Core responsibilities typically include: setting and articulating foreign policy; instructing ambassadors and high commissioners; negotiating treaties and bilateral agreements; representing the state at multilateral fora such as the UN General Assembly, G7, and G20 foreign ministers' meetings; and overseeing consular protection of nationals abroad. The post-holder is usually a senior figure in the governing party and frequently a contender for, or former holder of, the premiership.
Usage varies by country. In India and Pakistan, Foreign Secretary refers instead to the senior civil servant heading the Ministry of External Affairs (India) or Ministry of Foreign Affairs (Pakistan) — a permanent bureaucratic role, with the political minister titled External Affairs Minister or Foreign Minister respectively.

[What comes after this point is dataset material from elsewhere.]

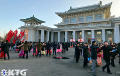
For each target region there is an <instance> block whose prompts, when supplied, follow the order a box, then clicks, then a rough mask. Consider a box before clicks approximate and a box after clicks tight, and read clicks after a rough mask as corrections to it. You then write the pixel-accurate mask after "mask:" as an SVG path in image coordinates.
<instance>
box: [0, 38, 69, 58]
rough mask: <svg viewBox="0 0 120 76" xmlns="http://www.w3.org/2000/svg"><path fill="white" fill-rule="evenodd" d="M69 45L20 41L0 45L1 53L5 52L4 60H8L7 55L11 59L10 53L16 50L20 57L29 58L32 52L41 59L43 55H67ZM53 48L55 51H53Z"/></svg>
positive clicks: (64, 44) (6, 43)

Model UN delegates and IR students should be careful to distinguish the political Foreign Secretary (UK model) from the administrative Foreign Secretary (South Asian model), as the authority, accountability, and tenure differ substantially.
The Foreign Secretary typically signs credentials, exchanges diplomatic notes, and issues demarches. In parliamentary systems, the holder answers questions in the legislature and may be bound by collective cabinet responsibility on foreign policy positions.
Example
In 2022, UK Foreign Secretary Liz Truss visited Moscow to meet Russian Foreign Minister Sergey Lavrov in a final round of pre-invasion diplomacy over Ukraine.